He stared at dust motes dancing in a sunbeam. There were things he'd never forget either. Like the numb terror of racing over a fallow field with shots echoing in his head. Like the glassy-eyed shock on her face when she'd walked by him to carry the limp dog into the house.

"I'm no hero, Caroline. Christ knows, I don't want to be one, but I'm going to see to it that nothing bad happens to you again."

She smiled. "That's a broad and daring ambition," she began, and tilted her head back to look at him.

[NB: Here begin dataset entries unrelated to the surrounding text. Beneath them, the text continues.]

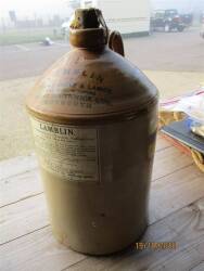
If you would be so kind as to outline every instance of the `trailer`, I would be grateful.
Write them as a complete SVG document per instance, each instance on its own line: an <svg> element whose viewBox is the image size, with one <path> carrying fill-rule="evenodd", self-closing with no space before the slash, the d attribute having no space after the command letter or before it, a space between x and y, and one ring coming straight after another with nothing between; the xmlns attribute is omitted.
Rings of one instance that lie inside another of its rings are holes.
<svg viewBox="0 0 204 271"><path fill-rule="evenodd" d="M149 0L81 0L81 8L97 8L103 12L107 27L124 36L144 36L150 33Z"/></svg>

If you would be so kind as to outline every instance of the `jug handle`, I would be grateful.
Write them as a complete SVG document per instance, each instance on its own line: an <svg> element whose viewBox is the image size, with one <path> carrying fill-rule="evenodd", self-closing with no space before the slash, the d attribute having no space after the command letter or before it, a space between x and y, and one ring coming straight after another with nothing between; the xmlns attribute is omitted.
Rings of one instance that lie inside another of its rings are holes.
<svg viewBox="0 0 204 271"><path fill-rule="evenodd" d="M124 42L118 31L111 33L109 37L109 48L122 56L125 56Z"/></svg>

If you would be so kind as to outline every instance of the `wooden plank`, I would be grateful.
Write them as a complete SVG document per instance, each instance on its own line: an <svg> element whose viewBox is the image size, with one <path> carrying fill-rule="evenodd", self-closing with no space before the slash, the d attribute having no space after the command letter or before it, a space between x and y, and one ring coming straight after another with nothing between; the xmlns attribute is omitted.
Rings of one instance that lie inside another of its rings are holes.
<svg viewBox="0 0 204 271"><path fill-rule="evenodd" d="M0 246L2 271L58 271L86 256L60 245L50 227Z"/></svg>
<svg viewBox="0 0 204 271"><path fill-rule="evenodd" d="M204 195L204 175L190 165L152 182L150 194L151 223L197 201Z"/></svg>
<svg viewBox="0 0 204 271"><path fill-rule="evenodd" d="M201 204L204 205L204 198L152 224L141 240L141 242L177 242L177 249L175 250L153 250L150 248L137 251L131 249L130 251L124 251L120 255L106 258L89 257L65 270L191 270L204 260L204 254L201 254L201 250L199 251L199 247L204 246L204 228L195 229L194 227L204 220L204 210L199 207ZM194 209L197 209L199 216L195 215ZM182 220L180 220L180 217L182 217ZM177 228L178 224L179 230ZM187 238L187 236L191 236L192 231L196 231L196 236Z"/></svg>
<svg viewBox="0 0 204 271"><path fill-rule="evenodd" d="M175 147L165 147L155 155L153 180L190 164L192 164L191 158L182 155ZM3 167L8 167L8 169ZM43 189L36 167L35 156L0 163L0 168L4 170L3 178L0 180L0 207L42 193ZM5 176L7 178L4 178Z"/></svg>
<svg viewBox="0 0 204 271"><path fill-rule="evenodd" d="M49 224L43 194L0 209L0 244Z"/></svg>
<svg viewBox="0 0 204 271"><path fill-rule="evenodd" d="M191 269L191 271L203 271L203 270L204 270L204 261Z"/></svg>
<svg viewBox="0 0 204 271"><path fill-rule="evenodd" d="M30 169L0 181L0 207L42 193L39 171Z"/></svg>
<svg viewBox="0 0 204 271"><path fill-rule="evenodd" d="M164 149L155 154L152 180L160 179L192 164L192 158L176 147Z"/></svg>
<svg viewBox="0 0 204 271"><path fill-rule="evenodd" d="M181 196L182 195L182 196ZM176 171L152 184L150 224L204 195L203 173L194 166ZM25 198L0 209L1 243L12 241L47 225L43 195ZM16 227L13 228L13 224Z"/></svg>
<svg viewBox="0 0 204 271"><path fill-rule="evenodd" d="M173 146L167 140L165 140L160 133L157 133L156 139L156 152L160 152L164 149Z"/></svg>

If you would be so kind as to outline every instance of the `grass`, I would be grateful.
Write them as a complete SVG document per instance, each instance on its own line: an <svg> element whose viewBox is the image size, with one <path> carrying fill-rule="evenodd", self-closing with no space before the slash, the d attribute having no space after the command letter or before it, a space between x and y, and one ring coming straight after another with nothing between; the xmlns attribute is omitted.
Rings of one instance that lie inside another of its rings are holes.
<svg viewBox="0 0 204 271"><path fill-rule="evenodd" d="M55 28L56 29L56 28ZM0 31L0 46L10 46L10 44L21 44L29 42L42 41L46 37L49 37L52 40L62 39L60 28L56 29L54 35L54 27L43 27L43 28L15 28L15 29L5 29Z"/></svg>

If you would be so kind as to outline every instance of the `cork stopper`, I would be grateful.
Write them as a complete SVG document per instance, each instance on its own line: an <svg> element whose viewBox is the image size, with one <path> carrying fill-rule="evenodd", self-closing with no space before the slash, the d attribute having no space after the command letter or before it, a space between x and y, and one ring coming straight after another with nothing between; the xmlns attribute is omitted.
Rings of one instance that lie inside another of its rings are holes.
<svg viewBox="0 0 204 271"><path fill-rule="evenodd" d="M98 9L77 9L69 28L69 42L74 47L95 50L107 44L109 29Z"/></svg>
<svg viewBox="0 0 204 271"><path fill-rule="evenodd" d="M71 24L72 29L99 28L99 15L101 11L98 9L77 9L75 18Z"/></svg>

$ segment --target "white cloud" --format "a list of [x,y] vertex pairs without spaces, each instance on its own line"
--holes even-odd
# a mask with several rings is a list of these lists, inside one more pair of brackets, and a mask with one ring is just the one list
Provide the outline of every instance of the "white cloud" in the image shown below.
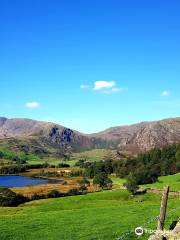
[[81,88],[81,89],[88,89],[88,88],[89,88],[89,85],[81,84],[80,88]]
[[161,96],[162,97],[167,97],[167,96],[169,96],[170,95],[170,92],[169,91],[163,91],[162,93],[161,93]]
[[123,90],[124,90],[123,88],[114,87],[108,90],[104,90],[103,93],[106,93],[106,94],[118,93],[118,92],[122,92]]
[[94,83],[94,90],[102,90],[104,88],[113,88],[116,85],[114,81],[96,81]]
[[28,103],[26,103],[26,107],[27,108],[39,108],[40,103],[38,103],[38,102],[28,102]]

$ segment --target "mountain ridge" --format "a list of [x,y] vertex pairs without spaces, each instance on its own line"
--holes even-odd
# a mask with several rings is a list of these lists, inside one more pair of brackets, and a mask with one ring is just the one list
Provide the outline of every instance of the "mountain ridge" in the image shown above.
[[0,139],[36,138],[64,151],[115,148],[132,154],[180,143],[180,117],[117,126],[85,134],[62,125],[28,118],[0,117]]

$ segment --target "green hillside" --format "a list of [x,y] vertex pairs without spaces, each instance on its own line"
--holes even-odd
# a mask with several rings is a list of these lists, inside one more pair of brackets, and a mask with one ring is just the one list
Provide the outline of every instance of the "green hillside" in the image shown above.
[[158,178],[158,181],[152,184],[146,184],[145,187],[162,189],[169,185],[171,191],[180,191],[180,173],[162,176]]
[[[1,240],[115,240],[137,226],[154,229],[161,195],[132,197],[126,191],[38,200],[17,208],[0,208]],[[170,197],[166,227],[180,215],[180,199]],[[170,213],[169,213],[170,212]],[[134,233],[123,239],[137,238]]]

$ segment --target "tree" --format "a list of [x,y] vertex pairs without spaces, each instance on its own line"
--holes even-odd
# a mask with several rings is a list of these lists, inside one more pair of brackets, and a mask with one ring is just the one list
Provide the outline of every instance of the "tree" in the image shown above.
[[101,188],[112,187],[112,181],[105,172],[101,172],[95,175],[93,184],[98,185]]
[[130,193],[132,193],[133,195],[136,194],[137,190],[139,189],[139,186],[137,185],[136,178],[132,173],[130,173],[128,175],[125,186],[126,186],[127,190]]
[[15,207],[21,203],[29,201],[23,195],[16,194],[8,188],[0,188],[0,206]]

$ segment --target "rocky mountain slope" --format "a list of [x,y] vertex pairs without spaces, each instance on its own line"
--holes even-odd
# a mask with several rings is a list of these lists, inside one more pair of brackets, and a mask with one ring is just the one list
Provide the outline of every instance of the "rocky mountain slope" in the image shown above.
[[180,118],[113,127],[88,135],[49,122],[0,118],[0,144],[4,140],[36,141],[34,145],[61,151],[115,148],[135,154],[180,143]]

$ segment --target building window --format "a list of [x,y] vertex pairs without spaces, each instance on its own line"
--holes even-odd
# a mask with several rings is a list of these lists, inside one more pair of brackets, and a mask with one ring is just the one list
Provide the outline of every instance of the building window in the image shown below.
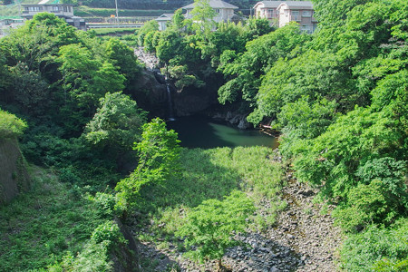
[[302,17],[311,17],[312,12],[310,10],[304,10],[302,12]]
[[299,11],[293,10],[292,11],[292,21],[300,21]]
[[300,30],[301,30],[302,32],[306,32],[306,33],[308,33],[308,34],[311,34],[311,33],[312,33],[312,29],[311,29],[310,25],[303,24],[303,25],[300,27]]
[[28,10],[28,11],[42,11],[43,10],[43,6],[25,6],[24,10]]
[[317,24],[312,24],[312,33],[314,33],[316,28],[317,28]]

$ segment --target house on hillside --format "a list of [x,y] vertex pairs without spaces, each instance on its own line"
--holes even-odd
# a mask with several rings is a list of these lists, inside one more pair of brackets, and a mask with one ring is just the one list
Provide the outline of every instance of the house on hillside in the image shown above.
[[24,19],[20,18],[6,18],[0,20],[0,38],[7,35],[10,29],[17,28],[24,24]]
[[313,33],[317,27],[310,1],[262,1],[257,3],[253,9],[257,18],[267,18],[278,27],[290,22],[298,23],[300,29],[306,33]]
[[42,0],[38,4],[22,5],[22,17],[29,20],[39,13],[51,13],[65,20],[68,24],[78,29],[86,30],[85,20],[73,15],[73,5],[69,4],[59,4],[59,0]]
[[277,7],[281,3],[280,1],[257,2],[253,7],[255,17],[267,19],[271,25],[277,25],[279,21]]
[[[213,18],[216,23],[231,21],[234,16],[234,10],[238,8],[236,5],[220,0],[209,0],[209,5],[216,12],[216,15]],[[186,18],[192,17],[190,13],[194,6],[195,3],[182,7],[182,9],[187,11],[185,15]]]
[[159,30],[163,31],[167,28],[167,24],[169,22],[171,22],[171,18],[173,17],[174,14],[162,14],[155,20],[157,23],[159,23]]
[[313,4],[310,1],[282,2],[277,10],[279,13],[279,27],[289,22],[298,23],[300,29],[307,33],[314,33],[317,27],[317,21],[313,16]]

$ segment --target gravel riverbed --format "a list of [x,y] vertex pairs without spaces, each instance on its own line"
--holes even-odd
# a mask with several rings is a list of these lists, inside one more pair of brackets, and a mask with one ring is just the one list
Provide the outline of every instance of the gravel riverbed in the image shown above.
[[[334,207],[314,203],[317,190],[297,182],[291,173],[287,174],[287,180],[281,197],[288,205],[278,213],[277,224],[262,232],[237,234],[235,238],[247,246],[227,250],[222,258],[224,271],[337,270],[341,232],[330,217]],[[267,208],[269,203],[263,204]],[[262,214],[262,210],[258,212]],[[139,254],[141,271],[218,271],[216,261],[194,263],[171,244],[169,248],[159,249],[154,243],[140,243]]]

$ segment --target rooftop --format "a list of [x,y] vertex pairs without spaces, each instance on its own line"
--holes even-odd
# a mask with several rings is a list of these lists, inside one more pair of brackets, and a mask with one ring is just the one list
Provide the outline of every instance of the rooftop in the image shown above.
[[279,6],[281,5],[287,5],[289,8],[313,8],[313,4],[310,1],[282,1]]
[[[220,0],[209,0],[209,5],[212,8],[232,8],[232,9],[238,9],[238,7],[228,4],[227,2],[224,1],[220,1]],[[192,3],[190,5],[188,5],[186,6],[183,6],[183,9],[193,9],[195,6],[195,3]]]

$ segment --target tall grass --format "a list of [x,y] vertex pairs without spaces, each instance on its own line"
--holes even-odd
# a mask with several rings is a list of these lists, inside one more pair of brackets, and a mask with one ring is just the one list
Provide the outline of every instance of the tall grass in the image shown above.
[[0,208],[0,271],[44,268],[79,252],[102,222],[95,203],[56,175],[31,170],[32,189]]
[[271,201],[270,214],[256,220],[259,226],[255,228],[273,223],[276,211],[285,206],[277,197],[282,186],[283,170],[279,163],[272,161],[271,152],[266,147],[184,149],[179,177],[142,192],[146,220],[141,224],[150,222],[151,232],[171,240],[183,224],[184,215],[192,208],[207,199],[222,199],[234,189],[244,191],[258,204],[266,199]]

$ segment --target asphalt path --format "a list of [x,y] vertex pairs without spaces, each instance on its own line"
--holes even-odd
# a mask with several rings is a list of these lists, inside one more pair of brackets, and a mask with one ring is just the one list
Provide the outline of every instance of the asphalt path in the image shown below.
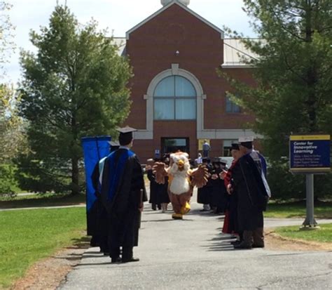
[[[194,199],[195,200],[195,199]],[[67,289],[331,289],[332,252],[235,250],[222,216],[192,203],[183,220],[146,205],[137,263],[111,264],[90,248],[59,287]],[[265,219],[266,228],[303,219]],[[331,220],[317,220],[318,223]]]

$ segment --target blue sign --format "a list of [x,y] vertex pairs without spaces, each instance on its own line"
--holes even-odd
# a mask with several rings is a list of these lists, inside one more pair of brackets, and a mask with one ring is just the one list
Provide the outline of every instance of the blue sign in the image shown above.
[[329,135],[290,136],[290,170],[319,173],[331,171]]
[[88,235],[96,232],[97,197],[91,176],[97,163],[109,154],[111,136],[86,137],[82,138],[86,180],[86,213]]

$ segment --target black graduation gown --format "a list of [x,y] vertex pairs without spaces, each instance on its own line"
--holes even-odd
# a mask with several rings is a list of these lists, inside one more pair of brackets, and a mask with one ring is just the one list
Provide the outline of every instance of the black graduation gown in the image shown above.
[[158,185],[158,195],[160,204],[168,204],[170,202],[168,194],[168,176],[165,178],[164,184]]
[[[212,173],[210,166],[207,166],[209,173]],[[209,204],[212,192],[212,180],[209,178],[207,184],[202,187],[198,188],[197,192],[197,202],[202,204]]]
[[159,185],[155,182],[155,176],[152,169],[148,170],[146,173],[150,180],[150,199],[148,202],[153,204],[160,204],[158,196]]
[[212,174],[218,175],[217,179],[212,179],[211,205],[217,208],[217,212],[225,212],[227,206],[227,192],[223,180],[219,178],[219,173],[222,171],[221,169],[216,169]]
[[[124,150],[126,149],[120,148],[113,153],[116,164]],[[102,185],[102,200],[108,216],[109,244],[110,249],[137,246],[141,220],[139,208],[141,202],[147,200],[141,164],[134,154],[127,159],[118,176],[114,195],[108,200],[111,177],[110,162],[109,156],[105,161]]]
[[237,198],[240,231],[263,227],[263,211],[268,194],[252,158],[242,156],[232,171],[232,185]]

There was no answering smile in his eyes, and when he took her chin, his fingers were tense.

"You're important to me." He said the words slowly, as if explaining them to himself. "Nobody's ever been as important, and that's hard."

The air was clogging in her lungs, the way it often did when she stood on a darkened stage, the moment before the spotlight found her. "I know. I guess it's hard for both of us."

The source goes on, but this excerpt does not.